Ah, from our IRC discussion I was thinking you wanted primarily list
filtering of get_attr output, thus thinking an optional argument would make
more sense than a new function.

I see now that you're actually looking for something of a poor-mans
conditional, so you choose either the ControlVIP parameter, or the
ControlVirtualIP attribute, for which your proposal is probably cleaner -
my concern is just that we avoid a proliferation of different list
select/filter functions, when we could just have one.

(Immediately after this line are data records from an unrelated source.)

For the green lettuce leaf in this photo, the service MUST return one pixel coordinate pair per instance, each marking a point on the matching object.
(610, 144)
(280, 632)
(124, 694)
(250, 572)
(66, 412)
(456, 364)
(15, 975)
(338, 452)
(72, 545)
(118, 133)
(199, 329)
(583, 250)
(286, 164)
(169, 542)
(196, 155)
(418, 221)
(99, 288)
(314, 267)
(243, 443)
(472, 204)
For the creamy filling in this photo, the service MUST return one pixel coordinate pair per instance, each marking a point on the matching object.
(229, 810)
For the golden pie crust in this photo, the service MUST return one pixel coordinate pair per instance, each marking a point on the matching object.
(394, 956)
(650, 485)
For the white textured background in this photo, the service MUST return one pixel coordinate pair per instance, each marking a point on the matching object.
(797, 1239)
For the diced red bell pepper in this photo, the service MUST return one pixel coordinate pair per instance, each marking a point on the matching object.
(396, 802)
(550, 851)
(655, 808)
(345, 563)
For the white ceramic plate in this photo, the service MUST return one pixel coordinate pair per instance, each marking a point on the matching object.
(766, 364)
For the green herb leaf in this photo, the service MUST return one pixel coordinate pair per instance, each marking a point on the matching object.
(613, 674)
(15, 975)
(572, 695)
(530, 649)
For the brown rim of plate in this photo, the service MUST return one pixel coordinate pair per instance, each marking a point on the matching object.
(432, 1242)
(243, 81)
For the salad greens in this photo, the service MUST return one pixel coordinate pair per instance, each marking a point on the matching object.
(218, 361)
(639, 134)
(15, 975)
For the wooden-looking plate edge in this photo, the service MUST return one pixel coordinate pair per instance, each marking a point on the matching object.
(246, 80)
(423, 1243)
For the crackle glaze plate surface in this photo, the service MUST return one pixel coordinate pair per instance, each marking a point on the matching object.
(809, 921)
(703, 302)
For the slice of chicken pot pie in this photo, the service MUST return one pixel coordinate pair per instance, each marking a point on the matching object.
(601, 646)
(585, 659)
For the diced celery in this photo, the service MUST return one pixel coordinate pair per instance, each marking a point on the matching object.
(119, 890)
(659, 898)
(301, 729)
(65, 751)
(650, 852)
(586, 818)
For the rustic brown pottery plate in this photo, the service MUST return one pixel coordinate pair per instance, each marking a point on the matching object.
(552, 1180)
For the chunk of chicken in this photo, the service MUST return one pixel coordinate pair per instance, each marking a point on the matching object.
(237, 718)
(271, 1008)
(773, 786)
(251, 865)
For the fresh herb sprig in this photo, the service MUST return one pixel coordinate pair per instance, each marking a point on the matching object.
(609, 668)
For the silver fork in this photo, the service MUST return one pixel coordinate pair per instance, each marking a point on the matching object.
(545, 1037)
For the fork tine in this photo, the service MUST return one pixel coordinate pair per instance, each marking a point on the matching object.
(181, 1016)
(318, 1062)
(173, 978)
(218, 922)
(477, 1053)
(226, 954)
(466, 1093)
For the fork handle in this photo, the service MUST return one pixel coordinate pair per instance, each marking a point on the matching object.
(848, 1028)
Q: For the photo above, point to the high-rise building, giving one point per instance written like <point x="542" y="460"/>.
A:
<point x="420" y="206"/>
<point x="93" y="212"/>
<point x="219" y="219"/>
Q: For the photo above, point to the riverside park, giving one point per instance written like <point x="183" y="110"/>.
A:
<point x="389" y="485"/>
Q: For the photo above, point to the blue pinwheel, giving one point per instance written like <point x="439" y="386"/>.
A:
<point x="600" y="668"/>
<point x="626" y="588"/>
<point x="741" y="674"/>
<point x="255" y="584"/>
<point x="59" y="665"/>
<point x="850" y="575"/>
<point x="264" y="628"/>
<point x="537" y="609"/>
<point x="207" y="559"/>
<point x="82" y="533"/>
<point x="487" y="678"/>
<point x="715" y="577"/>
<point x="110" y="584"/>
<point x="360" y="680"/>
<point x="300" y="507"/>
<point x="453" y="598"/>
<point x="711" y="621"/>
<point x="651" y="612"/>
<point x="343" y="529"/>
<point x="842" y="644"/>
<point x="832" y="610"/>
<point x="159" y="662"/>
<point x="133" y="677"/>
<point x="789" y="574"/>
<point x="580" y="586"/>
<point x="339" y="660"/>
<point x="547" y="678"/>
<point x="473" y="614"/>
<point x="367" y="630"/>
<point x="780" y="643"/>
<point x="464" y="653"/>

To clarify I wasn't suggesting we add anything into Fn::Select, but
possibly implementing a native alternative which does what Fn::Select does
and includes optional list filtering, e.g something flexible which can do
more than just select a non-null value, e.g something like:

    list_select:
        - {get_param: ControlVIP}
        - {get_attr: [ControlVirtualIP, fixed_ips, 0, ip_address]}]}
        - 0
        - non_null

This would take any number of list arguments, join them, then take an
index value, and an optional filter value.  Maybe we could even make the
"0" optional and default to zero, provided there's a non-overlapping range
of input allowed for the index and filter arguments.

Don't have a very strong opinion on the name, but FWIW I prefer
first_nonnull over coalesce, just because the latter is really clear
if you know the mysql function, and really not if you don't :)

Happy to hear other ideas, but I think it's good that we discuss this
before committing to an interface (either here or in a spec review).